Pakistan to close Chaman border with Afghanistan amid COVID-19 outbreak

F.P. Report

QUETTA: Pakistan will close its border with Afghanistan from March 2 in wake of the coronavirus outbreak in the region.

The Pak-Afghan border at Chaman will remain closed for seven days “in order to prevent the spread of coronavirus on both sides of the border in the best interest of the people of the brotherly countries”, said a notification issued by the Ministry of Interior on Saturday.

“During the period, necessary measures will be taken to safeguard the health of the people of both countries,” it added.
The move comes after Pakistan confirmed at least four novel coronavirus cases. The patients had recently traveled to Iran as part of large groups of pilgrims from Shia community.

Authorities shut schools in the southern province of Sindh, including the country’s largest city Karachi where the first case was reported, and the southwestern province of Baluchistan, which borders Iran. They also began to trace nearly 8,000 pilgrims who recently returned to the country from Iran.

The authorities kept more than 200 of the pilgrims in quarantine at the Taftan border and stepped up scanning measures at airports and other border crossing, including western Afghanistan, said government health adviser Dr Zafar Mirza.

Global outbreak

China reported a fresh spike in coronavirus infections on Sunday, as President Donald Trump urged calm after the first death on US soil and Australia registered its first fatality.

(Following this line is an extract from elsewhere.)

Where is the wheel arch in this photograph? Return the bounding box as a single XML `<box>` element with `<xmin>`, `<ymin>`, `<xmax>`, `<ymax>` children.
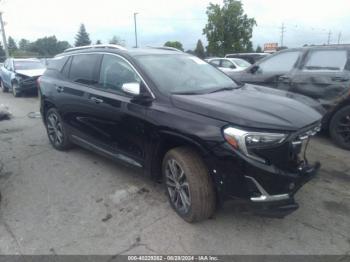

The virus has spread to more than 60 countries around the globe, prompting the World Health Organization to raise its risk assessment to its highest level.

Worldwide, nearly 3,000 people have been killed and about 87,000 infected since the virus was first detected late last year in the central Chinese city of Wuhan.

China on Sunday reported 573 new infections, the highest figure in a week after a dip. All but three of them were in Hubei province, of which Wuhan is the capital.

While the numbers in China are still far lower than the huge daily increases reported during the first two weeks of February, COVID-19 has spread rapidly across borders, with South Korea, Italy and Iran emerging as hotspots.